Dear Mikki, we are sorry to hear about your diagnosis. We don’t know a commenter’s full medical history so we cannot say with certainty which treatment options would be appropriate. Only a person’s oncologist can make specific recommendations. Having said that, there are excellent resources where you can learn more about various treatment options available for people with recurrent follicular lymphoma and discuss them with your physician:

MSK Lymphoma Guide:

Clinical trials for people with follicular lymphoma at MSK:

National clinical trials database, a service of the NIH

NCI Lymphoma Guide:

We hope this is helpful and appreciate you reaching out to us.

I had a stem cell transplant from an unrelated donor in 2007 at Seattle Cancer Care Alliance, Seattle, WA. Eight years later, I am pleased that I continue to be cancer free. I was diagnosed with stage 4 NHFL in 2004 and was treated at Swedish Cancer Institute with R/Chop, Rituxen. My cancer returned agressively in 2006 and after another round of R/Chop, Rituxen and ICE at Swedish, I was referred to SCCA. I can highly recommend SCCA to anyone considering a stem cell transplant.

Wow!! This is great news. I am a male diagnosed with stage 4 FL and 25% bone marrow involvement. I have had no symptoms and just elected for 4 doses of ritux. My scans showed 25-50% shrinkage. My oncologist advised to go back to watch and wait, is there any benefit to keep going until it clears?

Thank you for reaching out. We recommend you discuss this with your oncologist, as every person’s medical case is different.

Anon 4:08 pm congratulations of your positive results. I was diagnosed with fNHL in 2008, and had Rituxan + Bendamustine in 2011. My first post treatment scan showed a small mass remaining (abdominal) but my 1-year CT scan showed nothing -- 100% response. My last scan was in 2013, I am symptom free. My next scan is in April '16. I hope you continue to do well and feel well.

In 2003 I was diagnosed with stage 3 indolent, follicular NHL. No bone marrow involvement. Non symptomatic except two hard nodules on either side of neck by the shoulder. I was given the mildest chemo fluradurbine. It came back in 2004 and then I got the big stuff. R-chop. with follow up Rituxan. I have been in remission since then. I go to oncologist every 6mts. Last visit he said to come back in a yr. I feel very blessed and lucky, and felt all the survivors out there need to here good news. Thank you LRS for all the work you do.
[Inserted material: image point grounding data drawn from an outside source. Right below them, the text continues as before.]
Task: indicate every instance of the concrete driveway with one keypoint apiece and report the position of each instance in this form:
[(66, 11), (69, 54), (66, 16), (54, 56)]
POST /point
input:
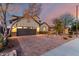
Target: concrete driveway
[(68, 49)]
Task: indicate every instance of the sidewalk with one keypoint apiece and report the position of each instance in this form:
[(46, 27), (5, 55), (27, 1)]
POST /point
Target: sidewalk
[(68, 49)]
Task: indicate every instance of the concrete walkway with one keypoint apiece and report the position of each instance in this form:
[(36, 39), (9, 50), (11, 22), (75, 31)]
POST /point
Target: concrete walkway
[(68, 49)]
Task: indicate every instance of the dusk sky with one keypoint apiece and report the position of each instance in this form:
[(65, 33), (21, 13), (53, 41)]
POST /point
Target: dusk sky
[(48, 11)]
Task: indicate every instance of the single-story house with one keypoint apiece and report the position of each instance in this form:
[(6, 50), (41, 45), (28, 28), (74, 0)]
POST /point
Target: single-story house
[(29, 26), (44, 27)]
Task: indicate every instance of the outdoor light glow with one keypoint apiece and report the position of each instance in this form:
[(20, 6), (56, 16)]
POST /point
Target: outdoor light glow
[(38, 29), (14, 30)]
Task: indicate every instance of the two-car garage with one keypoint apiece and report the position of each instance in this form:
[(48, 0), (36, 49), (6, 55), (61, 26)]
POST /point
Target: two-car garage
[(20, 31)]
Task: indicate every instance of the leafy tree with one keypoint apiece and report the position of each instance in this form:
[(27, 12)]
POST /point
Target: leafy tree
[(58, 26), (67, 19)]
I am 47 and diagnosed with fl, stage 3 earlier this year. I wait and see -and search the internet for breaking news like this.
What would you recommend me to do with this article? Shall I ask my hematologist to read it? PS I live in The Netherlands, Europe.

John, thank you for reaching out. We recommend you continue consulting with your hematologist about your best treatment options. The finding described in the story was made in the laboratory and it is difficult to predict when it might have clinical impact.
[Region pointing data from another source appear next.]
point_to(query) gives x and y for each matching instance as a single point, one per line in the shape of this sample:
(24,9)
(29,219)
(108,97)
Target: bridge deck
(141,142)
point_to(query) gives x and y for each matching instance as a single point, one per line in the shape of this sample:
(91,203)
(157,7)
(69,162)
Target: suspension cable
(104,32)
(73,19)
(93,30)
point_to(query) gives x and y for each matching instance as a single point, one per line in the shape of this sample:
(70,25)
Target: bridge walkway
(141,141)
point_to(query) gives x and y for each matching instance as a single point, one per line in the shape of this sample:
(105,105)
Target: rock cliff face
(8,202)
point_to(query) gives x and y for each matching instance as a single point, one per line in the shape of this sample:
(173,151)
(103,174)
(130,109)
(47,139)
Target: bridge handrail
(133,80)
If you are interested in coming to Memorial Sloan­Kettering for a consultation or having your records reviewed, you can contact our International Center by calling 1­212­639­4900 or going to­care/international­patients. The email address is [email protected].
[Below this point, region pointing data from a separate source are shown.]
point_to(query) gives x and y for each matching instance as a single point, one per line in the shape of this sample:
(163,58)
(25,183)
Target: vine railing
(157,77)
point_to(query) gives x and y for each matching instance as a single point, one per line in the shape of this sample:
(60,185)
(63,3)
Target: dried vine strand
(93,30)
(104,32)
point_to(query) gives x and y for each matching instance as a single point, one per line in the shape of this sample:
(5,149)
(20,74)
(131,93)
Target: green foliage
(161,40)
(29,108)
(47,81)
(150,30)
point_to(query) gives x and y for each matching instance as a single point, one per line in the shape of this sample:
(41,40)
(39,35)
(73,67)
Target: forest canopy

I was diagnosed in 2009 with Follicular Lymphoma. I receive CVP with Rituxin and am now cancer free. Is it recommended or an advantage to test for the KMT2D by having the MSK-IMPACT panel? Or is it best to have this test before you are diagnosed? Thank-you

Christine, currently MSK-IMPACT is available to our patients with advanced disease. If you are in remission, it’s not something that would be used at this time. We’re glad to hear you’re doing well. Thank you for your comment.

Take heart, fellow FL patients; there are promising developments in treatment. A CT scan following an accident in a taxi revealed I had FL, stage 1, no bone marrow issues. I qualified for trial of rituxan (four treatments) and daily (to date) oral treatment with ibrutinib. Within three months there were no signs of active cancer and lymph nodes had decreased in size roughly 80%. I'm now about 18 months from beginning the regimen and remain in remission. The folks at MSK are right; every situation is different, but there is a lot happening in this area for you to anticipate.